Here is c++ code that implements it (it's already optimized a little):

double it_opt(int k)
{
    double d = 366 * 400 - 303; // number of days in 400 years
    double result = 1; // probability of no coincidences
    const float const1 = float(400 / d);
    const float const2 = float(303 / d);
    double v1 = 1 + const2;
    double v2 = 1;

    for (int i = 0; i < k - 1; ++i)
    {
        v1 -= const1;
        result *= v1;
        v2 -= const2;
    }
    result *= v2;
    return 1 - result;
}

The code is arranged so it requires the minimum number of constants - only two (400 / d and 303 / d). I use the float type to represent them because it occupies less space (4 bytes per constant). In addition, I didn't want to multiply const2 by k - 1 (because that would require converting k - 1 to float); the code subtracts const2 repeatedly instead.

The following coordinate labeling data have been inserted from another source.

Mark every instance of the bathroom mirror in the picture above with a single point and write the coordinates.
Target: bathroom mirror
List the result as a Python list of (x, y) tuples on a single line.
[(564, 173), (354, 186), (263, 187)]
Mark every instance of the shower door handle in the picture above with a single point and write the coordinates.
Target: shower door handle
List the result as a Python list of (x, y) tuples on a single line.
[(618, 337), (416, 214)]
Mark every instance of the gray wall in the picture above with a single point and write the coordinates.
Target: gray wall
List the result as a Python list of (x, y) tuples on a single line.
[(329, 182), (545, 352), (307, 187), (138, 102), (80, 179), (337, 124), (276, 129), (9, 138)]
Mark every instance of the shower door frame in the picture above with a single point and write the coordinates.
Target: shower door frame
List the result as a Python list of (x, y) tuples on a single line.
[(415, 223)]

Here is the assembly language listing:

    ; // fastcall convention - parameter k is in ecx
    ; // result must be returned in st
    push dword ptr 0x3b336e75; // const1 = [esp + 4]
    push dword ptr 0x3b07eb5a; // const2 = [esp]
    mov eax, esp;              // use [eax] instead of [esp] - 1 byte less
    dec ecx;                   // calculate k - 1
    fld1;                      // initiaze result = 1
    fld1;                      // initialize v1
    fadd [eax];
    fld1;                      // initialilze v2
myloop:
    fld dword ptr [eax + 4];
    fsubp st(2), st;            // update v1
    fmul st, st(1);             // update result
    fld dword ptr [eax];
    fsubp st(3), st;            // update v2
    loop myloop;                // loop
    fmul st, st(2);             // update result by v2
    fld1;
    fsub st, st(1);             // complement result
    pop eax;                    // restore stack
    pop eax;                    // restore stack
    ret;                        // return